Message me with comments or questions

Conquer Your Sugar Cravings: A Practical Guide to Balanced Indulgence

Ever wondered why you crave sugar, even when you know it's not the best choice? Join Kristen Jones on the Breakthrough Emotional Eating Podcast as we unravel the science behind sugar cravings and explore effective strategies to manage them.

In this episode, you'll discover:

  • The Science of Sugar Cravings: Understand the physiological factors that trigger sugar cravings and how they can be influenced by your diet and lifestyle.
  • Smart Nutrition Strategies: Learn how to enjoy sweets responsibly by incorporating fiber, protein, and healthy fats into your meals.
  • The Power of Protein: Discover the benefits of a protein-rich breakfast in curbing afternoon sugar cravings.
  • Vinegar's Role in Blood Sugar Management: Explore the potential of vinegar in moderating blood sugar spikes.
  • Community and Support: Connect with like-minded individuals in the Breakthrough Emotional Eating Facebook group.
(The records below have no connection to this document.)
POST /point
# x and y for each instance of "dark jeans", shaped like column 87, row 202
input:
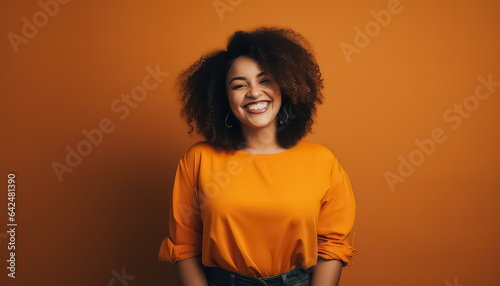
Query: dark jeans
column 217, row 276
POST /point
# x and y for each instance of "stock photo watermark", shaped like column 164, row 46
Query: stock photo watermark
column 454, row 116
column 94, row 137
column 11, row 224
column 48, row 9
column 363, row 37
column 122, row 278
column 223, row 6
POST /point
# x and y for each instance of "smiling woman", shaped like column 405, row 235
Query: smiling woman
column 259, row 204
column 267, row 64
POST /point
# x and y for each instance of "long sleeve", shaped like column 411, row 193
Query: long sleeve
column 336, row 217
column 185, row 225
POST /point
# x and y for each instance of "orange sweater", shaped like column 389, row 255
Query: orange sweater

Tune in to gain practical insights and tools to break free from sugar cravings and achieve lasting balance.

Connect with me online:

1. Instagram:
https://www.instagram.com/breakthroughemotionaleating/
2. You Tube channel, Kristin Jones Coaching:
https://www.youtube.com/@KristinJonesCoaching44
3 . Website:
https://www.kristinjonescoaching.com

If you want to learn more about a non-diet approach to weight loss, get my FREE Stop Dieting Guide. Go to https://go.kristinjonescoaching.com/stop-dieting-guide

Needing more specific and direct support for your emotional eating and overeating? Check out my online course, Stop Dieting Start Feeling, and my personalized coaching program, Breakthrough To You.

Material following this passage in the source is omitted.